J.B. Hunt (No. 4 in the CCJ Top 250) is the latest carrier to become entangled in legal issues surrounding California’s meal and rest break laws, among other labor laws mostly isolated in the state. Hunt has agreed to pay $15 million to settle a class-action lawsuit with certain intermodal and regional drivers employed in California between November 2003 and December 2018. According to court documents, the class of plaintiffs could total as many as 11,000 drivers.
The case, now more than 10 years old, was brought by drivers who claim the carrier violated California labor laws by not providing meal breaks and paid rest breaks (required by California law) and that it didn’t pay drivers minimum wage for all time worked.

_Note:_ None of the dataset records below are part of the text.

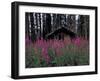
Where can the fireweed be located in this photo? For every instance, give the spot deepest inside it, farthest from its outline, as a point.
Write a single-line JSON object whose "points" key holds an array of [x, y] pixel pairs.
{"points": [[54, 52]]}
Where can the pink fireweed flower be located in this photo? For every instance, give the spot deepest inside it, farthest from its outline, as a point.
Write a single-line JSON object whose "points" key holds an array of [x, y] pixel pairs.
{"points": [[77, 41], [45, 55]]}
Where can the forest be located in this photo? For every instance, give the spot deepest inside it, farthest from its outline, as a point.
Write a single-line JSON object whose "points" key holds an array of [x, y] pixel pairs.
{"points": [[53, 39]]}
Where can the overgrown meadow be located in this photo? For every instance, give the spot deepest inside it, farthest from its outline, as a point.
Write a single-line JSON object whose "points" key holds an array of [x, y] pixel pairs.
{"points": [[54, 52]]}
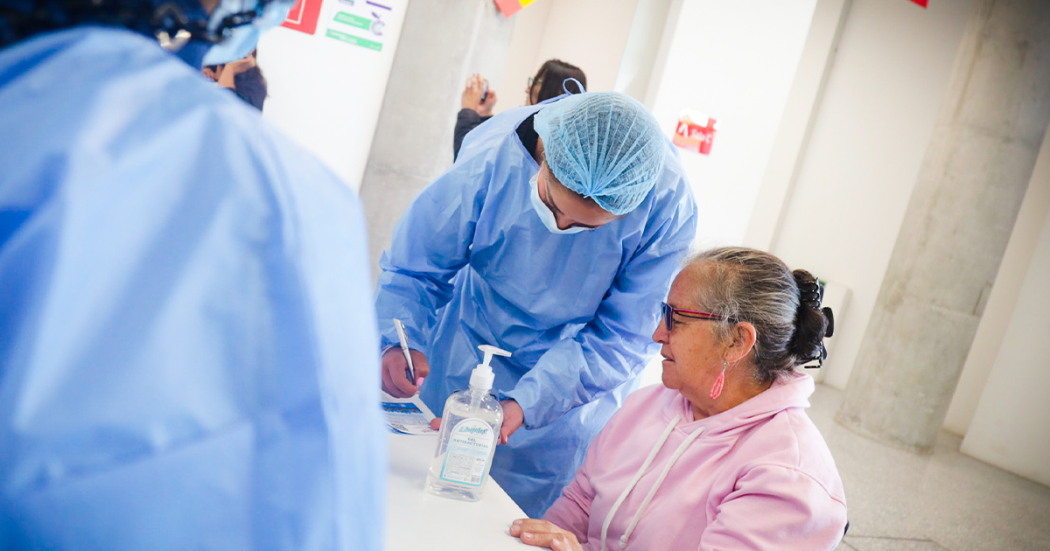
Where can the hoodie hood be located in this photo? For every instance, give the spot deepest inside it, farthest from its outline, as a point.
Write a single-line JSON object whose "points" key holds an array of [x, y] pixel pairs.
{"points": [[791, 390]]}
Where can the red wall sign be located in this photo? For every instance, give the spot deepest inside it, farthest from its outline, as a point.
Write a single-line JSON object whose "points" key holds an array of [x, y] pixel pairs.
{"points": [[303, 16], [695, 132]]}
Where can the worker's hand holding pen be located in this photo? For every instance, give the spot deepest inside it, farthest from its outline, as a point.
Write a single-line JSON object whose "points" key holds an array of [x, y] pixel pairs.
{"points": [[395, 366]]}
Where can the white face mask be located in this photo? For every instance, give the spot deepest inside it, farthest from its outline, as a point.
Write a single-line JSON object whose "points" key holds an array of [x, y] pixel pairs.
{"points": [[544, 212]]}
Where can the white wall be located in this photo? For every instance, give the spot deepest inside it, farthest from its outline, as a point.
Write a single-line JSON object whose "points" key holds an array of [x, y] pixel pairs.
{"points": [[793, 133], [588, 34], [734, 61], [865, 148], [1010, 426], [1004, 297], [326, 94]]}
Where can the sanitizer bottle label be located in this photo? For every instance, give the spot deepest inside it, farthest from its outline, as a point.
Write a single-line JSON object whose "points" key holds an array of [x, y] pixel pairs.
{"points": [[469, 447]]}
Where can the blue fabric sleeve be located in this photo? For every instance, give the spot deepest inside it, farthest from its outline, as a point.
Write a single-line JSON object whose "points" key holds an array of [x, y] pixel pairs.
{"points": [[613, 346], [431, 245]]}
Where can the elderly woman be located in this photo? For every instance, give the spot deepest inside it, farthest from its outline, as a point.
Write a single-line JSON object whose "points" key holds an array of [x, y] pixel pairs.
{"points": [[722, 456]]}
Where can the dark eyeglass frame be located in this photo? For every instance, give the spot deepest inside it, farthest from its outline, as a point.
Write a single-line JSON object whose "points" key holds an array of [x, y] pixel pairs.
{"points": [[668, 313]]}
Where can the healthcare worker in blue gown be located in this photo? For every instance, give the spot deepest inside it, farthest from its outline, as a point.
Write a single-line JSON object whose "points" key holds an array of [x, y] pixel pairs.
{"points": [[553, 236], [187, 350]]}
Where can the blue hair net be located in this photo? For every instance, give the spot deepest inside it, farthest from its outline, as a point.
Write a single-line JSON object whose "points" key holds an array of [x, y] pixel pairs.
{"points": [[605, 146]]}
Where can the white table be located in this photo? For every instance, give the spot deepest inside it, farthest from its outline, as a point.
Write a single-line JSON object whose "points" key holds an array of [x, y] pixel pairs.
{"points": [[418, 521]]}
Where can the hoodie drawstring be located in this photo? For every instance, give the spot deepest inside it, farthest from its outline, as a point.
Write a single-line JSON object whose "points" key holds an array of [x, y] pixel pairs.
{"points": [[637, 477]]}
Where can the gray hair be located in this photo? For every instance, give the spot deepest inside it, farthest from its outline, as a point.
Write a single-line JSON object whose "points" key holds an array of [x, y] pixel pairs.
{"points": [[746, 284]]}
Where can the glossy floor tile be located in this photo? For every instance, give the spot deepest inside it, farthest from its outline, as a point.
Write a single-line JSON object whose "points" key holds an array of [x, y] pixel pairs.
{"points": [[945, 501]]}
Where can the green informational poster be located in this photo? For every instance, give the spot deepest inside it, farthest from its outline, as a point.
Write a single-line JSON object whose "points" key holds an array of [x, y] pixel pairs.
{"points": [[359, 23]]}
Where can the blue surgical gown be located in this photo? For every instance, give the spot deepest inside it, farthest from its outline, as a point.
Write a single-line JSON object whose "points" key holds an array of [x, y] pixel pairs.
{"points": [[470, 263], [187, 350]]}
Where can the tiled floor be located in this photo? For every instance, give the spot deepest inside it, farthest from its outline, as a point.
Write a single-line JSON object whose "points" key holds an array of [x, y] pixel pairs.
{"points": [[946, 501]]}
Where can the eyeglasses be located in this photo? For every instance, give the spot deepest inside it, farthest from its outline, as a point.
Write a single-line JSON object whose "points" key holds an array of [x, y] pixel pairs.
{"points": [[670, 311]]}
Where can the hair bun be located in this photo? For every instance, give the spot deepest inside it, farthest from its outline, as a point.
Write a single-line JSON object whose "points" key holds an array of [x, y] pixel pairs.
{"points": [[812, 323], [831, 321]]}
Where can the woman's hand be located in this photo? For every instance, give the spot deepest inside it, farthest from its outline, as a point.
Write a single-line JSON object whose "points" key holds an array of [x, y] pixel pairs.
{"points": [[471, 97], [232, 69], [396, 381], [512, 419], [542, 533]]}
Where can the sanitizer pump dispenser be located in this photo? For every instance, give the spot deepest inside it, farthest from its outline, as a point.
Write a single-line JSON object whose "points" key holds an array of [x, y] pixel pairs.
{"points": [[469, 432]]}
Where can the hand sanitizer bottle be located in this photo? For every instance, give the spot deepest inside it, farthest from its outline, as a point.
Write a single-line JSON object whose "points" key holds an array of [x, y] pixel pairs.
{"points": [[469, 432]]}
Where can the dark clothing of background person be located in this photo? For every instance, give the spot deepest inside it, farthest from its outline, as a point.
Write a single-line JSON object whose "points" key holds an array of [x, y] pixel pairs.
{"points": [[251, 87]]}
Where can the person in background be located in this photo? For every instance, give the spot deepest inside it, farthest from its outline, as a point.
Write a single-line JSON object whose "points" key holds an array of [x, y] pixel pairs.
{"points": [[721, 456], [478, 99], [554, 236], [244, 77], [187, 343]]}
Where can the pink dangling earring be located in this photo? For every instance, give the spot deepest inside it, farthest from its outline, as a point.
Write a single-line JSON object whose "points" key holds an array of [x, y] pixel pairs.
{"points": [[719, 382]]}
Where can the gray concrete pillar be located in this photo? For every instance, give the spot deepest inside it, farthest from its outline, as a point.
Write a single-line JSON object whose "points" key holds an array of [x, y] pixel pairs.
{"points": [[956, 229], [441, 44]]}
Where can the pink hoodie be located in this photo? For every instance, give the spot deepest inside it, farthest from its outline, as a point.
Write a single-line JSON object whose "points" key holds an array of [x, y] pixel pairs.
{"points": [[755, 477]]}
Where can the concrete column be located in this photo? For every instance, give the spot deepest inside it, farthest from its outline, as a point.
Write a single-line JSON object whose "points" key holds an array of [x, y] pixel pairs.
{"points": [[441, 44], [974, 174]]}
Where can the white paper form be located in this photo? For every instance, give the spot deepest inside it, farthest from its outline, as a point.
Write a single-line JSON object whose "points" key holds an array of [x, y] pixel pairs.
{"points": [[407, 416]]}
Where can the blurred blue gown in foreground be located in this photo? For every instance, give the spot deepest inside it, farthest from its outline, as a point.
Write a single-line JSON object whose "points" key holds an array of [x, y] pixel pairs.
{"points": [[187, 339]]}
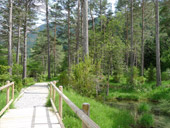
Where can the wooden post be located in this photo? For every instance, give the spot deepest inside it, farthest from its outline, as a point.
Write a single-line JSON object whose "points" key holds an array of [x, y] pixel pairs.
{"points": [[51, 91], [60, 102], [13, 91], [86, 110], [54, 92], [7, 93]]}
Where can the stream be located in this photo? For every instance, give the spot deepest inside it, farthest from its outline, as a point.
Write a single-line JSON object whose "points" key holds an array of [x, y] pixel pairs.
{"points": [[160, 120]]}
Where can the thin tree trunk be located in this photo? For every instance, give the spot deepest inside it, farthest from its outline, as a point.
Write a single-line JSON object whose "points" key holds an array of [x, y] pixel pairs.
{"points": [[10, 38], [48, 40], [78, 30], [132, 56], [127, 38], [101, 15], [94, 36], [54, 48], [158, 65], [85, 29], [142, 45], [25, 42], [69, 51], [19, 39]]}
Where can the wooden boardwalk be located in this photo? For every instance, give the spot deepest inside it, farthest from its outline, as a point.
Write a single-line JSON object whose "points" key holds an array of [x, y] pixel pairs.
{"points": [[30, 111]]}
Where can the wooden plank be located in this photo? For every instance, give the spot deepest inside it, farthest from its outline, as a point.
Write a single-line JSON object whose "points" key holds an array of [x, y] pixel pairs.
{"points": [[56, 112], [6, 86], [6, 107], [86, 120]]}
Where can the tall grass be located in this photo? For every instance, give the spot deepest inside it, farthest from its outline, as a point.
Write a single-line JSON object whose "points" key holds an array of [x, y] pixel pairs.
{"points": [[103, 115]]}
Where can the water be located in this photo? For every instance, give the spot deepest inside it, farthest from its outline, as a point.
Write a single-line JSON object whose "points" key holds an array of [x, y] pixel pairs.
{"points": [[160, 120]]}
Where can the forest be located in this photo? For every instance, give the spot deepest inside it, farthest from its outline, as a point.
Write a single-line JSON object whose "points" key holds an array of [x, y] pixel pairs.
{"points": [[117, 60]]}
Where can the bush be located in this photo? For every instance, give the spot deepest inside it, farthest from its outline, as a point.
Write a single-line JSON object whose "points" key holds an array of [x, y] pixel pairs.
{"points": [[83, 78], [63, 78], [137, 80], [150, 74], [128, 97], [144, 108], [160, 93], [123, 120], [146, 120], [166, 75]]}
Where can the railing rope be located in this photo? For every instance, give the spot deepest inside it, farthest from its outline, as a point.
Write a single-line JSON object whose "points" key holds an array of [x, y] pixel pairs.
{"points": [[87, 122], [61, 103]]}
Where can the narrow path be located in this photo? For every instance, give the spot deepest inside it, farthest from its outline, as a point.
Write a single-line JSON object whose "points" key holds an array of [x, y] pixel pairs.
{"points": [[35, 95], [30, 110]]}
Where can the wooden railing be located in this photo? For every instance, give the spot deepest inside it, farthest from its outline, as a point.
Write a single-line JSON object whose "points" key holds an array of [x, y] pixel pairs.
{"points": [[8, 101], [82, 114]]}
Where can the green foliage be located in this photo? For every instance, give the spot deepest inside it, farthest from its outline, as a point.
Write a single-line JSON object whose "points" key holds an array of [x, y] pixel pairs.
{"points": [[28, 81], [127, 97], [83, 77], [103, 115], [144, 108], [166, 75], [146, 120], [4, 69], [123, 119], [164, 107], [150, 74], [63, 78], [159, 94]]}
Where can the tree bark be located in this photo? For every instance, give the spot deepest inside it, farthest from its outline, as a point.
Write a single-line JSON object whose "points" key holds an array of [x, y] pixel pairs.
{"points": [[19, 39], [142, 45], [85, 29], [77, 35], [69, 51], [48, 40], [25, 42], [158, 65], [10, 37], [132, 55], [127, 38]]}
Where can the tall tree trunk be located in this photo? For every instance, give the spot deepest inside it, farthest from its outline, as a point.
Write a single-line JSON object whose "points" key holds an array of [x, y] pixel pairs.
{"points": [[48, 40], [77, 35], [85, 29], [54, 48], [101, 15], [142, 45], [10, 38], [132, 55], [19, 39], [158, 65], [69, 50], [94, 36], [25, 42], [127, 38]]}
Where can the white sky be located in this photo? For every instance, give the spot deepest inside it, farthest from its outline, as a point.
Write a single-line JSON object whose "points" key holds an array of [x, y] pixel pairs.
{"points": [[42, 16]]}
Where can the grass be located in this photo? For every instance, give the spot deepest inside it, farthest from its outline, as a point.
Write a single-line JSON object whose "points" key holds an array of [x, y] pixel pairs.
{"points": [[103, 115]]}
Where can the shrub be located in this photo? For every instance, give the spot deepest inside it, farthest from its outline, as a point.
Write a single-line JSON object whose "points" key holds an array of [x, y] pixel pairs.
{"points": [[128, 97], [83, 78], [150, 74], [143, 108], [123, 120], [63, 78], [146, 120], [159, 94], [166, 75]]}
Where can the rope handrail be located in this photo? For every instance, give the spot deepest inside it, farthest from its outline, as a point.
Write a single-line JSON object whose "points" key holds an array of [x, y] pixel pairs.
{"points": [[84, 117]]}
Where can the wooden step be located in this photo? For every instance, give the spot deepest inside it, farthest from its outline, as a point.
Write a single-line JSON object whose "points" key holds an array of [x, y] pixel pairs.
{"points": [[36, 117]]}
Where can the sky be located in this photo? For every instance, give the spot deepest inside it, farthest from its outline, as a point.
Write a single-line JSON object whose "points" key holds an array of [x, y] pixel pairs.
{"points": [[40, 22]]}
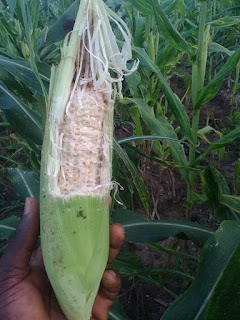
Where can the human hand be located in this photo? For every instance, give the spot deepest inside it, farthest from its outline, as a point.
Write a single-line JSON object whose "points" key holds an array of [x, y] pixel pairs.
{"points": [[25, 291]]}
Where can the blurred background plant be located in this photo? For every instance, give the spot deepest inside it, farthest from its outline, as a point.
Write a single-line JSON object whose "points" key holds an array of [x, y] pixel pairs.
{"points": [[175, 151]]}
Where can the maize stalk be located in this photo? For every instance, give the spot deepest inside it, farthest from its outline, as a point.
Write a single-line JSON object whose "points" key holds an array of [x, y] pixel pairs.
{"points": [[77, 155]]}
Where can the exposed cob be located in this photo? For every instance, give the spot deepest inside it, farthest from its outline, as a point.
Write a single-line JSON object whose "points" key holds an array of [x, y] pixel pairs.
{"points": [[77, 155]]}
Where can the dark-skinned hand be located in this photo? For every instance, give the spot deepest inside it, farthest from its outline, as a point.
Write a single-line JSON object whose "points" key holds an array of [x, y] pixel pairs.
{"points": [[25, 291]]}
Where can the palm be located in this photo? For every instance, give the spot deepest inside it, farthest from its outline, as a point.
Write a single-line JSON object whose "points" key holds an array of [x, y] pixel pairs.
{"points": [[25, 291]]}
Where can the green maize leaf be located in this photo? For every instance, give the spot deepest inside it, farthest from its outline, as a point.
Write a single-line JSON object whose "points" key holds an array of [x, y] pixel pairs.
{"points": [[26, 183], [237, 175], [226, 140], [216, 256], [214, 185], [224, 303], [137, 180], [207, 93], [170, 33], [174, 102], [8, 227], [57, 33], [151, 138], [216, 47], [232, 202], [225, 22], [164, 128], [12, 5], [143, 6], [24, 120], [221, 143], [138, 230]]}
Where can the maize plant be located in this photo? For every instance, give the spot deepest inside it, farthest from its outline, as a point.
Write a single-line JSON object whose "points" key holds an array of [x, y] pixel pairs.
{"points": [[77, 155]]}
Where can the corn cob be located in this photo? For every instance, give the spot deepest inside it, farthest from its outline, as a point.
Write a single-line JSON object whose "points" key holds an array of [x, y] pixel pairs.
{"points": [[77, 156]]}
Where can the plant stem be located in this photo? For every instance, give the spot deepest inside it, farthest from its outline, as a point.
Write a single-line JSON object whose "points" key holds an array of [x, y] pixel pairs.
{"points": [[198, 77]]}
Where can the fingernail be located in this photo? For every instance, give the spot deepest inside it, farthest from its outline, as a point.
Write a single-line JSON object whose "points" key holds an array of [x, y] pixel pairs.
{"points": [[27, 206], [112, 273]]}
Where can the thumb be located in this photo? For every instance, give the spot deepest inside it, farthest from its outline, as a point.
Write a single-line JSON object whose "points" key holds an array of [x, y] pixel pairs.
{"points": [[109, 289], [21, 245]]}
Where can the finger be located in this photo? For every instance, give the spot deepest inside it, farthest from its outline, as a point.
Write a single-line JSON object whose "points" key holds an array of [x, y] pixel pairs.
{"points": [[20, 247], [116, 241], [37, 259], [109, 289]]}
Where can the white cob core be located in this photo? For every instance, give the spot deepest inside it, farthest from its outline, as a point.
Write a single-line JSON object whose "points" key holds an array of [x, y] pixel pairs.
{"points": [[84, 159]]}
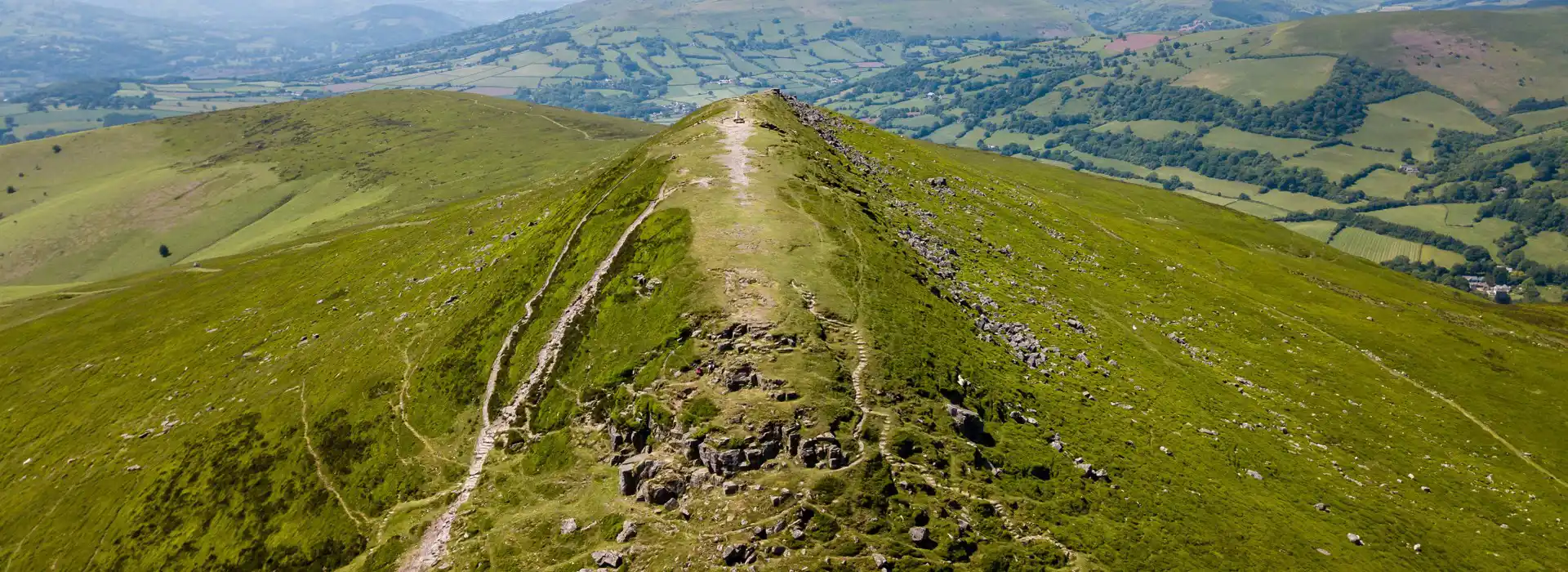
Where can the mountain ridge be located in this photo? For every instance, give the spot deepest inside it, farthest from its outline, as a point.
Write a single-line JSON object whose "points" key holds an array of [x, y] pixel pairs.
{"points": [[867, 348]]}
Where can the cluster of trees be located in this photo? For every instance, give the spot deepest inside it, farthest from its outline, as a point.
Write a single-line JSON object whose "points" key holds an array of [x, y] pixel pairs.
{"points": [[579, 96], [1528, 276], [87, 95], [1534, 213], [1187, 151], [1334, 109], [1530, 104], [537, 42]]}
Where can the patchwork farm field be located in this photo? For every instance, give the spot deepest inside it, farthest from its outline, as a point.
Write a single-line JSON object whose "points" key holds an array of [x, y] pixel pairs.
{"points": [[1233, 138], [1319, 230], [1379, 248], [1271, 82]]}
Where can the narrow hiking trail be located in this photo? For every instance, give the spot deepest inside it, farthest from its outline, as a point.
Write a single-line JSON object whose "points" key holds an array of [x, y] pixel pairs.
{"points": [[1437, 395], [320, 472], [402, 404], [737, 157], [433, 544]]}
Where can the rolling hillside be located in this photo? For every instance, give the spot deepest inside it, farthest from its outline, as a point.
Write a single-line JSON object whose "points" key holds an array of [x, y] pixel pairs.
{"points": [[1313, 119], [126, 199], [789, 342], [661, 60]]}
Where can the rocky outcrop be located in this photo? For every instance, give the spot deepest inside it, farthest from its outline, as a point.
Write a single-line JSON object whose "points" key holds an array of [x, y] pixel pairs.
{"points": [[608, 558], [822, 452], [964, 420], [755, 452], [933, 251], [737, 553], [634, 471]]}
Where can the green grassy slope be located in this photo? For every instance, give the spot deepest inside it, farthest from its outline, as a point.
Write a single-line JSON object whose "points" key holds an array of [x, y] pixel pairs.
{"points": [[1490, 57], [226, 182], [315, 404], [1314, 107]]}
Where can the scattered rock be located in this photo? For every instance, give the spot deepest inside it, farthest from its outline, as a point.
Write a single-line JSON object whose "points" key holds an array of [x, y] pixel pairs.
{"points": [[627, 532], [739, 553], [964, 420], [608, 558]]}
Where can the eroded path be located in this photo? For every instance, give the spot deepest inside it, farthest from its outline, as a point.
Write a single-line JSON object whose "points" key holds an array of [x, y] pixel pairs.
{"points": [[433, 544]]}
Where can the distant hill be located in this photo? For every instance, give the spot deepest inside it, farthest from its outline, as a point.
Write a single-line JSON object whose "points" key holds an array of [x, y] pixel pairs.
{"points": [[218, 184], [378, 27], [291, 13], [51, 39], [789, 342], [1431, 141], [1490, 57], [44, 41]]}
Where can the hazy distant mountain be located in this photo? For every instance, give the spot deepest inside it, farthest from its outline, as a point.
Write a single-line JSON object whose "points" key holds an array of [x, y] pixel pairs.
{"points": [[291, 13], [63, 38], [373, 29]]}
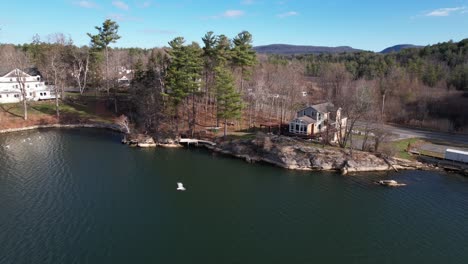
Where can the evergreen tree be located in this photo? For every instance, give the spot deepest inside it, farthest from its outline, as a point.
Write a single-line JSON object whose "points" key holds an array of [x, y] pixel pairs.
{"points": [[229, 100], [243, 56], [183, 77], [107, 34]]}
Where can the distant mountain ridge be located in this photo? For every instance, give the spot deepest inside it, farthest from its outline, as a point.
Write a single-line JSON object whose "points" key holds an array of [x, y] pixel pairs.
{"points": [[285, 49], [399, 47]]}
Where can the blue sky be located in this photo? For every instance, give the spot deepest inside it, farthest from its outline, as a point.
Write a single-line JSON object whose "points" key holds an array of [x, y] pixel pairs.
{"points": [[371, 25]]}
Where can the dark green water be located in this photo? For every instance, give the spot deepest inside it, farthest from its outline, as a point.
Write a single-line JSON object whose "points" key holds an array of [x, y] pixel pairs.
{"points": [[79, 196]]}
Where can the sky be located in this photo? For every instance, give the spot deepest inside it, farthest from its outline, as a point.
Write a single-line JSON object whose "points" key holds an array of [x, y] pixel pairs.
{"points": [[364, 24]]}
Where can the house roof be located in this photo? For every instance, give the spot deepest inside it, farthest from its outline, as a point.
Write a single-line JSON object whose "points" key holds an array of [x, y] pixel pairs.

The case is the latest to involve California’s rest break laws. Groups like the American Trucking Associations and the Western State Trucking Association have actively sought to have trucking companies exempt from those rules, arguing they represent a conflict with federal law and have opened the door to questionable lawsuits against carriers — such as this one against J.B. Hunt.
Hunt appealed the case to the U.S. Supreme Court this year, but the court declined to hear it.
The carrier did not immediately respond to inquiries by CCJ about the settlement. This story will be updated with their response if it becomes available.
The case against J.B. Hunt, Ortega v. J.B. Hunt, was originally filed in 2007. The class-action litigation sought back pay for J.B. Hunt drivers who were not awarded meal and rest breaks by the carrier and who were not paid for non-driving tasks.